George Miller courts Amazon, Universal, and Sony to make one last Mad Max
Before selling the franchise rights, the director wants one more movie plus a TV show.

George Miller, the creative force behind Mad Max, has reportedly started shopping the franchise to Hollywood studios for one final film and possibly a TV show. Puck reports he has drawn interest from Amazon, Universal, and Sony, with a potential rights sale to the highest bidder still on the table.
George Miller is reportedly shopping for his next move, and it is not a subtle ask. According to Puck, the Mad Max filmmaker has begun seeking out Hollywood studios with a plan that could deliver one more Mad Max movie, and potentially a TV show, before he sells the rights to his post-apocalyptic universe to the highest bidder.
The most immediate consequence for decision-makers is that the “end of an era” story may turn into a competitive auction for creative control. Puck reports that Miller has garnered interest from Amazon, Universal, and Sony, as he seeks to tell a few more stories set in the world of Mad Max. For now, nothing is confirmed, but the framework itself matters: studios are being asked to compete not only on money, but on whether they can persuade Miller to keep the keys for one more creative sprint.
To understand why this matters, look at how Mad Max has traditionally moved through eras. Miller first brought The Road Warrior to life with the release of the original Mad Max in 1979. Two sequels followed through the 1980s. Then, in 2015, Miller returned to helm Mad Max: Fury Road, and he later guided Furiosa: A Mad Max Saga, which launched in 2024. That continuity is part of the brand’s value proposition. It is not just a franchise, it is a specific creative system that Miller has anchored in his own hands.
That is also why the reported “one more movie, maybe a TV show” approach is strategically telling. Puck’s account frames the plan as: tell a few more stories, then sell the rights. In this model, the studios courting Miller are not just buying a library. They are buying a near-term pipeline, plus whatever trust and momentum Miller is willing to pass forward. From a studio perspective, that could be attractive even if nothing is locked yet, because streaming and franchise rollouts often reward someone who can supply an ongoing content engine.
However, there is a real-world friction point baked into the conversation. IGN notes that Furiosa, the Anya Taylor-Joy-led prequel, was praised by fans but seemingly struggled to recoup costs at the box office during its time in theatrical release. That dynamic is the kind that changes boardroom math fast. It raises the obvious question: if one installment underperforms financially, does that make another theatrical-only entry feel riskier? Miller’s reported pitch to add a TV show may be a way to smooth that risk. A series can keep the world alive across multiple episodes and seasons without treating each release as a single all-or-nothing bet. Still, the source emphasizes that nothing has been confirmed, so studios and executives would have to assess how Miller would structure the next slate.

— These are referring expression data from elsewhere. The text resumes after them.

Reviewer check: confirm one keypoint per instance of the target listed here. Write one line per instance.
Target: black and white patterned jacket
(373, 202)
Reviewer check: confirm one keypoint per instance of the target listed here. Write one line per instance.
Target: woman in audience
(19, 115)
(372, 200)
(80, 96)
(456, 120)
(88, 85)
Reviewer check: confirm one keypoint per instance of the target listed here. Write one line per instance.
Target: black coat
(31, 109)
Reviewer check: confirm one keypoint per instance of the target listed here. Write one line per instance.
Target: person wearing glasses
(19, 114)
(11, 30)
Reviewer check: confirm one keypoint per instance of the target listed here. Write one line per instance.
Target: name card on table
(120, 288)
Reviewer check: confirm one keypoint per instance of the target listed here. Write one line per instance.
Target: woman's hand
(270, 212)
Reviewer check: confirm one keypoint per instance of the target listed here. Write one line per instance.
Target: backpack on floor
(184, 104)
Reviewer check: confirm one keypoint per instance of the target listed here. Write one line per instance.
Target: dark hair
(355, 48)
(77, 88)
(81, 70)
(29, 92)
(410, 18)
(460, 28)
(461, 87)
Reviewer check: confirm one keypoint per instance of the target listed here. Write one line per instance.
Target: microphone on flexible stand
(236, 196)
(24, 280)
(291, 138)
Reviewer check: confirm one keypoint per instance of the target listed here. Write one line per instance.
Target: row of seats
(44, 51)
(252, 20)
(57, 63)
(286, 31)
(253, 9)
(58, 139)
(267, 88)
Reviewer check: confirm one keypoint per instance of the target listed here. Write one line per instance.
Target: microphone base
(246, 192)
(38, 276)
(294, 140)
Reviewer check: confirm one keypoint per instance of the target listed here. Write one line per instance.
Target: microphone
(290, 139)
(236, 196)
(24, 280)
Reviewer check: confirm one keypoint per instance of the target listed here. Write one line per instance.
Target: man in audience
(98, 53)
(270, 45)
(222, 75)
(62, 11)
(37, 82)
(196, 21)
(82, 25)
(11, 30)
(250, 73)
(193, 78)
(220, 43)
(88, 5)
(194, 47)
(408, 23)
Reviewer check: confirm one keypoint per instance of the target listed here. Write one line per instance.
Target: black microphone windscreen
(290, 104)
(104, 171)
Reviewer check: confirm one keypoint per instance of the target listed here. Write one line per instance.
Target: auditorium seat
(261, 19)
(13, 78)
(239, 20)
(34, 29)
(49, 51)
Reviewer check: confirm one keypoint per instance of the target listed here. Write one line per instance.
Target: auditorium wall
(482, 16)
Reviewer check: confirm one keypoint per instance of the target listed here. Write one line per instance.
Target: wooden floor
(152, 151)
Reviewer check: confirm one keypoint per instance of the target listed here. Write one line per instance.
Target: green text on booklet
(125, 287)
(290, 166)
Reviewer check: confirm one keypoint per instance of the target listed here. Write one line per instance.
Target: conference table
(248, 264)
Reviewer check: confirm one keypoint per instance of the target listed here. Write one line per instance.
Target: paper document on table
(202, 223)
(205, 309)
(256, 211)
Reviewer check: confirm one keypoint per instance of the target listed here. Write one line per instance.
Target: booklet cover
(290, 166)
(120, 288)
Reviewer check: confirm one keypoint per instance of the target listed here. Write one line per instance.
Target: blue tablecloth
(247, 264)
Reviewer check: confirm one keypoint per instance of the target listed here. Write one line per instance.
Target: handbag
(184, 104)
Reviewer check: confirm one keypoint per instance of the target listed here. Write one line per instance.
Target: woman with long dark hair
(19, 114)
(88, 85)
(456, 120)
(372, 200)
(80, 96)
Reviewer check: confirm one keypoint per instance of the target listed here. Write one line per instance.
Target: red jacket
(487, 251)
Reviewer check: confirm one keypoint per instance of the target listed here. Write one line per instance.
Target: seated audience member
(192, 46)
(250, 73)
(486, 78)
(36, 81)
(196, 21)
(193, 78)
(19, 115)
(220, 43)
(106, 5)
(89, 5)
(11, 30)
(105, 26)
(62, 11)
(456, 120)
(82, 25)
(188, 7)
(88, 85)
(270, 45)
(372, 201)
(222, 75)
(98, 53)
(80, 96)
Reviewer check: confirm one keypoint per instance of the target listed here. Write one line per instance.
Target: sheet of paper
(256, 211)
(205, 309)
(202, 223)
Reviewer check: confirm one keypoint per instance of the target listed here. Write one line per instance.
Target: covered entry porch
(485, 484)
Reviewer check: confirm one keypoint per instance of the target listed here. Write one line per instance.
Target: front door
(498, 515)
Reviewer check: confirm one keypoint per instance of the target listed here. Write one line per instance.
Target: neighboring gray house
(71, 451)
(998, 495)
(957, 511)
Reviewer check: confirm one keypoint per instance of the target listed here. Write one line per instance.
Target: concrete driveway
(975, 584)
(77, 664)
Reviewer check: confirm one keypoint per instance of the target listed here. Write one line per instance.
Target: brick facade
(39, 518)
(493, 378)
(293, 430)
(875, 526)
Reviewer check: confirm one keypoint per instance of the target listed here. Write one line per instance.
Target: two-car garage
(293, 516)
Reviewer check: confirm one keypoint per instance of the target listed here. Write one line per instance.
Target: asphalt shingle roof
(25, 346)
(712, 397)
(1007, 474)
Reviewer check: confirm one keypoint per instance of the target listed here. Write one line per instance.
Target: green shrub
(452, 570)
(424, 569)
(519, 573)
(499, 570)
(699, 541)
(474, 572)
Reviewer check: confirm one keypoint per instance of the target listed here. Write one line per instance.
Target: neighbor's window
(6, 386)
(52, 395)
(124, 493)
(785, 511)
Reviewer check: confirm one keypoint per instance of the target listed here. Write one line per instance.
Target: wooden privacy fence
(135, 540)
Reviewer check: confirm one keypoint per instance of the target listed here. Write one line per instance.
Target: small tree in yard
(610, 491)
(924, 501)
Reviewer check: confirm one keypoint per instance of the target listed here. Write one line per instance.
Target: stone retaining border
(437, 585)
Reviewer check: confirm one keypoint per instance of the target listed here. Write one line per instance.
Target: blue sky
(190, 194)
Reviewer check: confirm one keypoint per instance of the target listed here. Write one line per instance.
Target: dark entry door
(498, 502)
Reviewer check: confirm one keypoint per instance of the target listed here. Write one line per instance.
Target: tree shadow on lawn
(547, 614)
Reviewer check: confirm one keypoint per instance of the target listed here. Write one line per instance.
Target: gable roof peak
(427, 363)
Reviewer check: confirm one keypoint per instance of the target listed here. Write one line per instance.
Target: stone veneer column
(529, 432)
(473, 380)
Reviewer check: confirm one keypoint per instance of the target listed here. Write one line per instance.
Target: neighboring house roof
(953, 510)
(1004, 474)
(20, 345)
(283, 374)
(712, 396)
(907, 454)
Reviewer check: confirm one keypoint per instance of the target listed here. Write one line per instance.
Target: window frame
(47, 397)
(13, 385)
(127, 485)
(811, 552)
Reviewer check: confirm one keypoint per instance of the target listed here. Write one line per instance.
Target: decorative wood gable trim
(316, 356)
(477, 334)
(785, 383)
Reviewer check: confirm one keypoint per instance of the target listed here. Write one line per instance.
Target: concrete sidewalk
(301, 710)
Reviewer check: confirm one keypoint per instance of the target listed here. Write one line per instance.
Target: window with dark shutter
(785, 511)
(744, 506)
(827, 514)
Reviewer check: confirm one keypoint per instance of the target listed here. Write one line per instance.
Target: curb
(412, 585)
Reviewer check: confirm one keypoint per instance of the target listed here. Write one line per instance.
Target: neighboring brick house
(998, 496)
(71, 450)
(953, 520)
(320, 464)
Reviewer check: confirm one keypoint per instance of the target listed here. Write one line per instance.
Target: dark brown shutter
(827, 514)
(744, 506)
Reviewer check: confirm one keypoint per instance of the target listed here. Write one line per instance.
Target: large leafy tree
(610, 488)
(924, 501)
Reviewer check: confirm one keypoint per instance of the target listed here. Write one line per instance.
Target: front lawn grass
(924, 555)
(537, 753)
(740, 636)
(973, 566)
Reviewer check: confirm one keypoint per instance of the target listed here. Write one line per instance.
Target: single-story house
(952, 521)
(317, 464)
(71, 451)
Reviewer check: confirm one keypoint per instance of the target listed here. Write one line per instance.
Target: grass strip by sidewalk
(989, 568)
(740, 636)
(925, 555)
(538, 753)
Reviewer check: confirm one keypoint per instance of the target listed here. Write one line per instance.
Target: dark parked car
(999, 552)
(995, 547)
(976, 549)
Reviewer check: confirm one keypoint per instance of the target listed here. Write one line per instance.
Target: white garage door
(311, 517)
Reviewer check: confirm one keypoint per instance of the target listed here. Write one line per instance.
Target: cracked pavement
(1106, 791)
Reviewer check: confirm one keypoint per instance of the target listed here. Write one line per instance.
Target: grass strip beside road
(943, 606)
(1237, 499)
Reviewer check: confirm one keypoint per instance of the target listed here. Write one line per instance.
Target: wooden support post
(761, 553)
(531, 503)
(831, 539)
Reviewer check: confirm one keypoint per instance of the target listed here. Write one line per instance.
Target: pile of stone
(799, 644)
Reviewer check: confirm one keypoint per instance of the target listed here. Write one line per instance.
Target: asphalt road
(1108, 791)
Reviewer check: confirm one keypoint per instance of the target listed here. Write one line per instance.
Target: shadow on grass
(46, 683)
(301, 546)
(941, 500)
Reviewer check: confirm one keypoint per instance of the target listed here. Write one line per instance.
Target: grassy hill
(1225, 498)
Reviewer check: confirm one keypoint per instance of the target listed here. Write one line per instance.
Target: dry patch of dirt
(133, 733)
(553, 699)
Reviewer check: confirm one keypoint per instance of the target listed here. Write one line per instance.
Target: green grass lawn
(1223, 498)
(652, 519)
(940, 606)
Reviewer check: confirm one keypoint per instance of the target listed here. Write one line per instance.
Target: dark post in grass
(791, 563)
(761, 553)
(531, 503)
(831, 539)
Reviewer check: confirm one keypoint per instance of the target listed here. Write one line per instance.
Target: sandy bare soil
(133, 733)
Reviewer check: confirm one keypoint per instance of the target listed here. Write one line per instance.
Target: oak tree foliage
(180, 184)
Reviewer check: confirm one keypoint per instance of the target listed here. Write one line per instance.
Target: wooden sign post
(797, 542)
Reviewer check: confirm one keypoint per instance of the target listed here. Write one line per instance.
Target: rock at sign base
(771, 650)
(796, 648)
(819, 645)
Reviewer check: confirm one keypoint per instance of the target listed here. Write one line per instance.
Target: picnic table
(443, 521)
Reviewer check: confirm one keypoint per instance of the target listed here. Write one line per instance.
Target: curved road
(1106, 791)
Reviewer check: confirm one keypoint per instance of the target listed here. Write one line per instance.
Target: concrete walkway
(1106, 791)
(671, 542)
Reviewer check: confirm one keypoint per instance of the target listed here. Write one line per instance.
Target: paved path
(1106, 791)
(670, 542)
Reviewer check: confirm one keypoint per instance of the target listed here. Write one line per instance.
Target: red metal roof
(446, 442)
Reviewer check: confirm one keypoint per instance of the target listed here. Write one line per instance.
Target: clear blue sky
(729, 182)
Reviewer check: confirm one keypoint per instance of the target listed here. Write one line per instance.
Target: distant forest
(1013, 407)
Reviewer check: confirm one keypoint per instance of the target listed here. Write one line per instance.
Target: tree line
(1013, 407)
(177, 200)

There is also a competitive twist in the reported studio interest. If Miller does work on more Mad Max, Puck says it at least would not be with Warner Bros., where all previous movies were handled. Both Warner Bros. film and TV divisions reportedly passed on his pitch. That detail matters because it reframes the franchise’s next chapter as a “who gets to be the next steward” contest, not just a scheduling question. For Amazon, Universal, and Sony, the opportunity is bigger than producing one additional title. It is potentially about landing the rights and the downstream creative control that comes with them.
On top of that, Miller has a history of floating concepts that later become reference points for fans, which can influence how studios estimate demand. In the fallout of Fury Road, he teased an idea he called “Mad Max: The Wasteland.” The source says details have largely been quiet since, but Tom Hardy, who has played the titular character, said in 2024 that he did not think it would ever come to be. Rumors have painted “Mad Max: The Wasteland” as a prequel to Fury Road. None of that is confirmed in this reporting, but it shows how long-running the idea ecosystem around this franchise can be. For executives, that is not just lore. It is a demand signal, and it can affect marketing assumptions and budget framing.
The strategic stakes are straightforward: the next deal could shape not only what gets made, but who gets to control the narrative. If Miller is truly intent on selling rights after one more movie and possibly a TV show, then the studios bidding are effectively competing for both near-term production and long-term ownership. For peers in entertainment leadership roles, the lesson is the same across media categories: when a creator with a distinctive franchise “key” starts courting multiple bidders, the winning party is usually the one that can align capital, creative permissions, and risk tolerance quickly. The clock may be informal, but the auction dynamics are real. And for fans, it is a hopeful, bittersweet possibility that the post-apocalyptic world might get one more chapter before the pen changes hands.